Historically, such agents have also played a crucial role in confining all making outside of the ‘West’ to the peripheries of design discourses. Often, such marginalization begins with the framing of objects in the manner the Chandigarh Chairs were, by associating them with European makers while invisibilising non-European labour.
This practice borrows from colonialism but is alive and well in the hands of several design-driven enterprises of our times.
To change this would mean to reorient our present by reconfiguring our ongoing relationship with the past. As far as design history is concerned, this ought also to change our view of past objects, regard natural processes of deterioration and decay with as much reverence as we do conservation.
Instead of lamenting about ‘woeful neglect’ as a threat to design history, this would mean accepting that the woeful neglect is, perhaps, part of the history of design.
Endnotes:
[i] These efforts have eventually proved successful. In 2017 the sale of Chandigarh’s city furniture was made illegal. In 2020 the Archaeological Survey of India directed the Commissioner of Customs, All Customs Exit Channel (air and seaports) to prohibit the export of heritage furniture from Chandigarh. In 2016 Chandigarh’s Capitol Complex, designed by Le Corbusier, was also declared a UNESCO World Heritage site, as MN Sharma had wanted.
[ii] In his interview with Phantom Hands, Vikramaditya Prakash made similar assertions.

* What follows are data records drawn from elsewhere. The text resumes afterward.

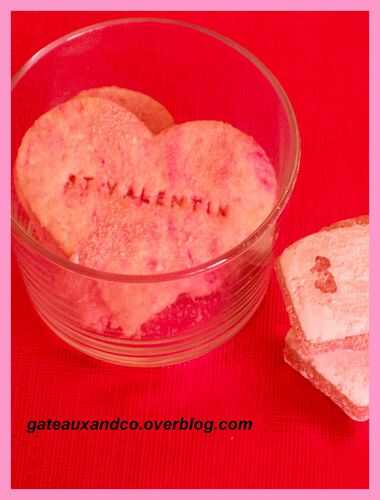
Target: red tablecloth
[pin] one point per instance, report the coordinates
(301, 439)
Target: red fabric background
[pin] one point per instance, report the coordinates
(301, 440)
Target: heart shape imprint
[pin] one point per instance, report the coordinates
(117, 198)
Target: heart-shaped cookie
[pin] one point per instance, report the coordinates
(119, 199)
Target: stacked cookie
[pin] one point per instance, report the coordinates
(324, 281)
(109, 181)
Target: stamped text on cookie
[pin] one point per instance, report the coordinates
(82, 186)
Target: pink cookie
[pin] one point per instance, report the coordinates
(125, 201)
(155, 116)
(341, 374)
(64, 152)
(324, 280)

[iii] It is likely that the furniture migrated within India. Its appearance in Madan Mahatta’s photographs (link to essay on Madan Mahatta’s photographs) of IIT Delhi proves that they – or their design- definitely travelled. Whether they travelled abroad is unclear. Neither of these journeys, however, appears to have been chronicled.
[iv] See Ishani Ghorai and Samayita Banerjee, Antiquities Theft and Illicit Antiquities Trade in India, October 2018, Sahapedia
[v] The most comprehensive discussion about this carried forth by Nia Thandapani, Petra Seitz and Gregor Wittrick in their presentation, Chandigarh Chairs: Missing Histories, held on the 24th September, 2020, hosted by Bangalore International Centre. Accessible here.
[vi] Pierre Jeanneret was Le Corbusier’s cousin, Corbusier’s real name of course was Charles-Édouard Jeanneret. Jeanneret had worked with Corbusier for years. The narrative built around Jeanneret frequently suggested that he was the more ‘overshadowed architect of the pair’.
[vii] This is coupled with an emotional charge associated with repatriation. On spotting the Maison Tropical in Brazaville, for instance, the French dealer who finally ‘retrieved’ it described feeling ‘Big emotion, great emotion’.